The presidency of the Human Rights Council holds important symbolic and practical power, including a role in proposing candidates for Special Procedures and expert mechanisms, appointing experts to serve on investigative bodies and building awareness and trust in the UN Human Rights Council. In recent years, the UN Committee on Torture and the UN Working Group on Arbitrary Detention have condemned Morocco for repeated and widespread human rights violations in occupied Western Sahara. Morocco has also been condemned for its systematic pattern of reprisals against victims who have brought cases to the two bodies, both of which part of the Human Rights Council. 

"The bodies that Morocco now seeks to lead have succeeded in condemning Morocco's gross abuses in recent years. It is perfectly clear that Morocco wants this seat in order to prevent scrutiny of its own abuses, says Professor Mads Andenæs, who acts as a lawyer for the most famous group of political prisoners from Western Sahara.

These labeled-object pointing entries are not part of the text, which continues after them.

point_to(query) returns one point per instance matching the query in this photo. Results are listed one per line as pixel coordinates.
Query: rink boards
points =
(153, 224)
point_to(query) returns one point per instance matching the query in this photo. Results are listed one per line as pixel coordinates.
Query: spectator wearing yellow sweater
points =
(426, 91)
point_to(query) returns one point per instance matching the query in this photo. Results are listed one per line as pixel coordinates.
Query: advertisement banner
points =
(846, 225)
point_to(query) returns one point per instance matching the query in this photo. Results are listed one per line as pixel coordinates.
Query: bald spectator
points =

“The result of today's election comes at a dangerous time. We cannot afford to lose any more trust in the UN system. Morocco has managed to completely shut down the territory it occupies and has now succeeded in gaining the presidency of the only human rights body that has held Morocco accountable in recent years. This is a blatant attempt to cover up the human rights violations they are committing in Western Sahara. Now we expect the rest of the Council to hold Morocco accountable, says Tone Sørfonn Moe, jurist and legal representative for Sahrawi political prisoners, part of the Norwegian Support Committee for Western Sahara.